Cosa dobbiamo applaudire se la fine dell’incapace populista Berlusconi segna l’inizio dell’efficiente tecnocrate Monti, se il referente politico slitta dal “popolo” (seppur nel suo populismo Berlusconi era al popolo che si rivolgeva) ai “mercati”? Commissariati dai mercati, commissariati dai finanzieri, commissionati da nazioni straniere, commissariati dal capitalismo mondiale del salotto buono. Passiamo da un capitalismo “cafone” e cialtrone ad un capitalismo elegante, vagamente liberal, vagamente keynesiano, tutto qui. E cosa si dimostrerà, poi, Monti? Un premier, un commissario o un curatore fallimentare?

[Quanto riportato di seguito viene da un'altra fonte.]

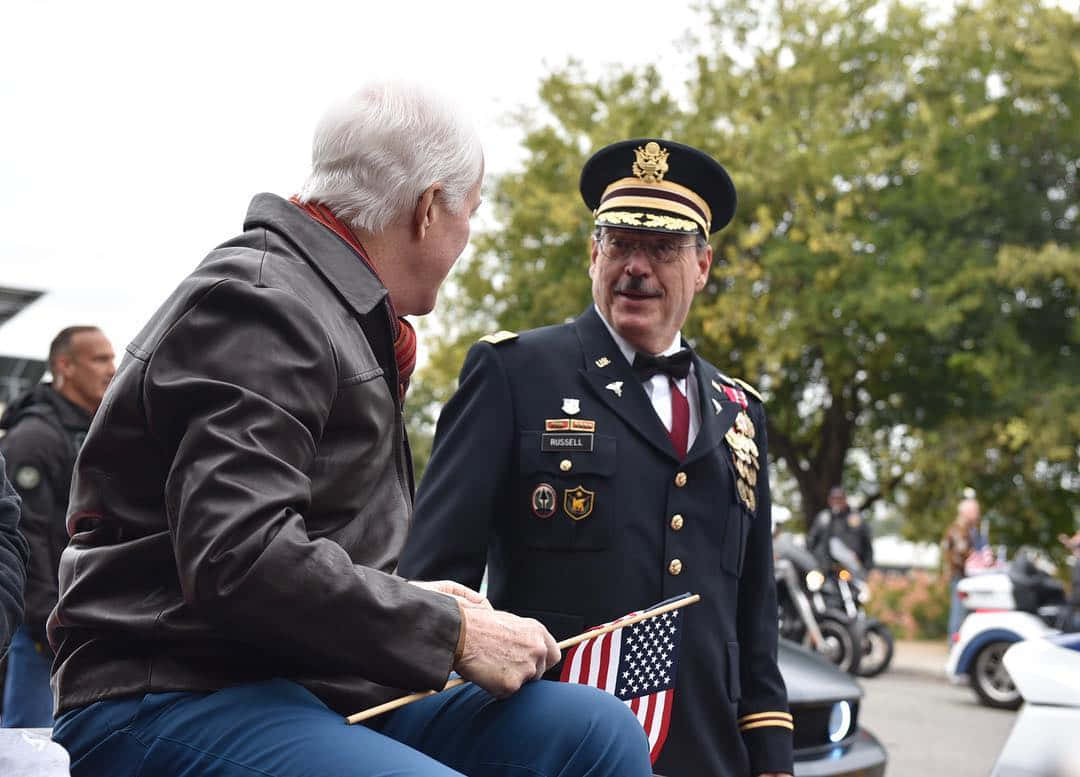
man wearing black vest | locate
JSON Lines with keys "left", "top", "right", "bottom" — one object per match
{"left": 401, "top": 139, "right": 794, "bottom": 777}
{"left": 0, "top": 326, "right": 114, "bottom": 727}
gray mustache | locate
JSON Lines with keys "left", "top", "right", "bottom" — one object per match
{"left": 614, "top": 276, "right": 662, "bottom": 296}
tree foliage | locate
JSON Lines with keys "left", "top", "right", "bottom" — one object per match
{"left": 409, "top": 0, "right": 1080, "bottom": 552}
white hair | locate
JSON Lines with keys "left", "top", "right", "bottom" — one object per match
{"left": 298, "top": 81, "right": 483, "bottom": 232}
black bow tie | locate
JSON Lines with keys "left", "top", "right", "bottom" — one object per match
{"left": 632, "top": 349, "right": 692, "bottom": 381}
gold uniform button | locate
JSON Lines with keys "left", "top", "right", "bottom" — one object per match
{"left": 674, "top": 472, "right": 688, "bottom": 487}
{"left": 670, "top": 514, "right": 684, "bottom": 531}
{"left": 668, "top": 559, "right": 683, "bottom": 576}
{"left": 560, "top": 459, "right": 572, "bottom": 472}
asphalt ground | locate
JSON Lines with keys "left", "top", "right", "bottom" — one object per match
{"left": 859, "top": 640, "right": 1018, "bottom": 777}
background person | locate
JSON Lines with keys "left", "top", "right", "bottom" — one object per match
{"left": 48, "top": 82, "right": 652, "bottom": 777}
{"left": 401, "top": 138, "right": 794, "bottom": 777}
{"left": 942, "top": 492, "right": 987, "bottom": 640}
{"left": 0, "top": 326, "right": 114, "bottom": 728}
{"left": 807, "top": 485, "right": 874, "bottom": 571}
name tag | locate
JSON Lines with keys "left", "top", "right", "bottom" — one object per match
{"left": 541, "top": 433, "right": 594, "bottom": 452}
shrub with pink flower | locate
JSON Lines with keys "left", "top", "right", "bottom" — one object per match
{"left": 865, "top": 569, "right": 950, "bottom": 640}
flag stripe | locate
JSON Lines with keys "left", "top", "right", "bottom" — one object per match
{"left": 562, "top": 641, "right": 583, "bottom": 684}
{"left": 579, "top": 637, "right": 594, "bottom": 688}
{"left": 595, "top": 631, "right": 614, "bottom": 693}
{"left": 586, "top": 631, "right": 605, "bottom": 688}
{"left": 635, "top": 694, "right": 649, "bottom": 729}
{"left": 652, "top": 690, "right": 674, "bottom": 763}
{"left": 643, "top": 691, "right": 659, "bottom": 750}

Talmente esausti e nauseati dalla volgarità italiana, da premier che raccontano barzellette da osteria, da ministri che fanno le pernacchie, da fellatio di valore ministeriale, applaudiamo come un novello Che Guevara il liberatore Monti, il suo viso austero e rigoroso, la sua efficienza bocconiana scolpita sull’alta fronte. Certo che l’applaudiamo, al punto in cui siamo applaudiremmo anche un governo Pacciani. Ma sono certo che nei prossimi giorni smetteremo di applaudirlo, quando applicherà a tutti noi le sue dolorose ricette, le ricette della BCE. E se pur quelle ricette dovessero funzionare, se pur dovessero riportare un po’ di calma in questo sgangherato Paese, resterà l’ineludibile sensazione di un fallimento, il fallimento di un popolo che non è in grado di esprimere rappresentanti degni, il fallimento di un popolo che non sa badare a se stesso, il fallimento della democrazia rappresentativa.